Ancestors: The Humankind Odyssey è l’ultimo, ambizioso progetto di  Patrice Désilets, game designer noto principalmente per il primo Assassin’s Creed e per 1666 Amsterdam.

Ancestors: The Humankind Odyssey è l’ultimo, ambizioso progetto di Patrice Désilets, game designer noto principalmente per il primo Assassin’s Creed e per 1666 Amsterdam. Si tratta, insomma, di un autore di caratura internazionale, sebbene forse più concentrato sull’elemento narrativo che pratico dell’opera (ed in tal senso il primo Assassin’s Creed è un esempio palese, avendo dato il via ad una delle serie più famose di sempre, ma presentando alcuni elementi di gioco di grande ripetitività).

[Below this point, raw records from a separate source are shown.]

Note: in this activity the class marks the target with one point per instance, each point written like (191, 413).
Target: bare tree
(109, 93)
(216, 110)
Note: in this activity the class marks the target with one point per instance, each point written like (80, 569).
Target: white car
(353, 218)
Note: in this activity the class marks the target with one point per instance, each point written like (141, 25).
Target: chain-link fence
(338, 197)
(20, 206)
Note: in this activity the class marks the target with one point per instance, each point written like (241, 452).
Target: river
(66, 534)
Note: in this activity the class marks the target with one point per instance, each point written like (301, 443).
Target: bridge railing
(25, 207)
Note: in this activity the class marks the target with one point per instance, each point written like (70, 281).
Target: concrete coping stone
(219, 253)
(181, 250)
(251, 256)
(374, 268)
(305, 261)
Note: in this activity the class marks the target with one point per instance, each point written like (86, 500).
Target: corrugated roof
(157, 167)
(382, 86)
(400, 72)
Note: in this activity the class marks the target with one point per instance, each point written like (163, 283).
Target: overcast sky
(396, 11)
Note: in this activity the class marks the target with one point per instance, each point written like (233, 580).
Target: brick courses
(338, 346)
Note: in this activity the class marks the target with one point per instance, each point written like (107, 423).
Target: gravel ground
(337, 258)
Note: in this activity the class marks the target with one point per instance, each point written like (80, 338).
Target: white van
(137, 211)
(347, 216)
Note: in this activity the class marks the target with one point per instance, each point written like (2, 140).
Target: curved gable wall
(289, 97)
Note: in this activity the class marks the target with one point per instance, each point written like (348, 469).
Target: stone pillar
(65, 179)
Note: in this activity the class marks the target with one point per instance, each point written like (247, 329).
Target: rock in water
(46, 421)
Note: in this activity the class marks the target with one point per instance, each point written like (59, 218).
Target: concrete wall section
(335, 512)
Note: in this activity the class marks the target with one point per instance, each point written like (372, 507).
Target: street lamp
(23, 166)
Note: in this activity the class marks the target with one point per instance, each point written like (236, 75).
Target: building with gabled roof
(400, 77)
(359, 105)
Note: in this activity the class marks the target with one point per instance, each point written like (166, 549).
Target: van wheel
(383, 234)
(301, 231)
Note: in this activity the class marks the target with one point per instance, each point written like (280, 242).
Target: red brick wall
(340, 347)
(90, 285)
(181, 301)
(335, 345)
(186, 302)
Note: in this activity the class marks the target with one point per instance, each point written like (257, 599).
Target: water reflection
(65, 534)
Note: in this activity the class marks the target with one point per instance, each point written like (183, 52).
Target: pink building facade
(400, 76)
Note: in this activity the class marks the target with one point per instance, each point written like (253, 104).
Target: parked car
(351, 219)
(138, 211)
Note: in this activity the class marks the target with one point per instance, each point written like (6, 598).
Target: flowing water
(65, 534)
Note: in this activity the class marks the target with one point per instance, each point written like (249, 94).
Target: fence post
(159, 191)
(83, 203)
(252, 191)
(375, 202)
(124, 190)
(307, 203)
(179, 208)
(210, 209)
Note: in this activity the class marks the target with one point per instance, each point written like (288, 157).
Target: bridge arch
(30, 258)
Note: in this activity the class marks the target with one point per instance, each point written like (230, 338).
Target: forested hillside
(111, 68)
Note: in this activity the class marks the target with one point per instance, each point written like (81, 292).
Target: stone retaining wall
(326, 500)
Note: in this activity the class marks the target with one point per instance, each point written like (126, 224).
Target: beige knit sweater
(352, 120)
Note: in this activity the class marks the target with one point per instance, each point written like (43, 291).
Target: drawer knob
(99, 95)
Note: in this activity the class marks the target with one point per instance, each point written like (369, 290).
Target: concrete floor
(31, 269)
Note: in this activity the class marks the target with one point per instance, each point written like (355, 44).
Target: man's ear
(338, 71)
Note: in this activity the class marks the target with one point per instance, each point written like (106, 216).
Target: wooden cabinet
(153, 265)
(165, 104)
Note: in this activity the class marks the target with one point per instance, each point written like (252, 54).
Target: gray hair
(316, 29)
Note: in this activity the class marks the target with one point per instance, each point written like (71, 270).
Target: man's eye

Un viaggio verso la scoperta

Ho approcciato il titolo con grandissimo entusiasmo, dovuto soprattutto al diffuso vociare che vedeva Ancestors come erede spirituale di Spore. Spore fu per il sottoscritto un’idea esplosiva, una rottura sistemica, purtroppo funestata da problemi di sviluppo e continui rimaneggiamenti, che portarono ad un gioco monco rispetto alle aspettative. A questo punto, però, è bene mettere subito in chiaro che le voci di corridoio si sono rivelate infondate, visto che Ancestors non si pone affatto come discendente dell’ultimo videogioco di Will Wright. Il gioco è, al contrario, un vero e proprio survival, integrato da alcuni elementi sociali e interattivi, che si concentra (ed ecco l’unico vero punto di intersezione) sul tema dell’evoluzione.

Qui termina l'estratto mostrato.